Problems that are intentionally difficult to parse fail as tests of "real world" problem solving skills because in the real world it is almost always possible to seek clarification.
So essentially, the math questions are being revised to involve more reading comprehension and less actual math?
I can't help noticing that most of those questions contained at least one bit of completely irrelevant information. Each of those questions could be worded less ambiguously and more concisely--to test math skill, rather than reading skill. You can trick more students into getting a wrong answer by inserting red herrings and ambiguous sentences into the question, but in doing so, you are no longer strictly testing their math skills.
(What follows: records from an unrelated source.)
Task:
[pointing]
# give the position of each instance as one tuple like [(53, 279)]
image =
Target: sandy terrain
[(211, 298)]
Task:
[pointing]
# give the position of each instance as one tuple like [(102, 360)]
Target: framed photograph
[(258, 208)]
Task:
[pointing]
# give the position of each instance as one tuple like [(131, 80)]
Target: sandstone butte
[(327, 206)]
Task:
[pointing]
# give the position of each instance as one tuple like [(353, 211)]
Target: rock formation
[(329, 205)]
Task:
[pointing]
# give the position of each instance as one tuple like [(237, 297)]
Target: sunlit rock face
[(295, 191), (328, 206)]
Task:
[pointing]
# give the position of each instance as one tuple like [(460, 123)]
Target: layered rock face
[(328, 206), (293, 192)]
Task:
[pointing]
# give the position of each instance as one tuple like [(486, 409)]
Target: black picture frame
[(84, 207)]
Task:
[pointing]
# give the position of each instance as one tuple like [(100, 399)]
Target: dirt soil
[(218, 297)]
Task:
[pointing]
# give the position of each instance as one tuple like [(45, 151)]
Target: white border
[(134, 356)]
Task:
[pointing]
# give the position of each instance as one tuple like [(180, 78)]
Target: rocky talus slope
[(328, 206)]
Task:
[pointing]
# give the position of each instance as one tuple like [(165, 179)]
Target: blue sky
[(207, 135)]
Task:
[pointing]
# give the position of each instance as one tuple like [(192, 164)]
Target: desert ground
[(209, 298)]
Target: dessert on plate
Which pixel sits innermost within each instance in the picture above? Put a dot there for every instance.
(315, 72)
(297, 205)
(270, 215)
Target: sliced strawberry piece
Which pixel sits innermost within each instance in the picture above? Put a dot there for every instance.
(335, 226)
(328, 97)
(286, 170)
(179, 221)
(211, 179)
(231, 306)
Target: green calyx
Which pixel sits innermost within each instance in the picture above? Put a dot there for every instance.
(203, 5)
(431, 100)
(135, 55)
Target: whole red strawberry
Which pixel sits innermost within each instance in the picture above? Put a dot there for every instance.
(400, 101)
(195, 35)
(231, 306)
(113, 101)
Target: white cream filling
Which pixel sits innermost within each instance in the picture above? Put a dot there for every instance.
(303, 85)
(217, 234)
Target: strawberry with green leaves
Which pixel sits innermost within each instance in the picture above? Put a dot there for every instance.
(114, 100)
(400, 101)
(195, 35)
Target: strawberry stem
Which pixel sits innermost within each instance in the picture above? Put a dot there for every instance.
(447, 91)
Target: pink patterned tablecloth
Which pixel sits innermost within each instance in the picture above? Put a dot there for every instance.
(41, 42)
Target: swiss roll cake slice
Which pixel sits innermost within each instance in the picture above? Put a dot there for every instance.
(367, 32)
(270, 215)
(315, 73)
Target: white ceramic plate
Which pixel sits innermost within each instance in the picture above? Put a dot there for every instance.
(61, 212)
There is no particular need to ask these questions as story paragraphs rather than lists of known facts.
The following are the same math problems, with dramatically simplified wording. If you find them easier to understand than the originals, that is because I have removed the part of the problem that involves translating the text into facts relevant to the question.
1. Armand spent 5 hours texting at a rate of m texts/hour.
Tyrone spent 4 hours texting at a rate of n texts/hour.
What expression represents the total number of texts sent?
2. P = 108 - 23d models the weekly workload of an employee.
P is the number of work units remaining for this week.
d is the number of days the employee has spent working this week.
What does the value 108 represent?
3. h = 3a + 28.6 models height (h) in inches at an age (a) in years.
How much taller does the modeled subject grow per year?
4. A vendor sells salads for $6.50 and drinks for $2.00.
The vendor sold 209 items for a total of $836.50.
How many of the items were salads?
5. Cultivar A of a fruit tree produces 20% more fruit than cultivar B.
Cultivar A produces 144 fruits.
How many fruits does cultivar B produce?
By including extra information testers can't just be coached or memorize apply this formula when you see this kind of question and the test shows they're actually understanding more real world problems and how to take what they know and how to apply it to a problem where everything hasn't been stripped away for you. If students are tricked by the simple extraneous information it shows there's a gap in their ability to take information and use math to answer a question about it. That's an important thing to evaluate.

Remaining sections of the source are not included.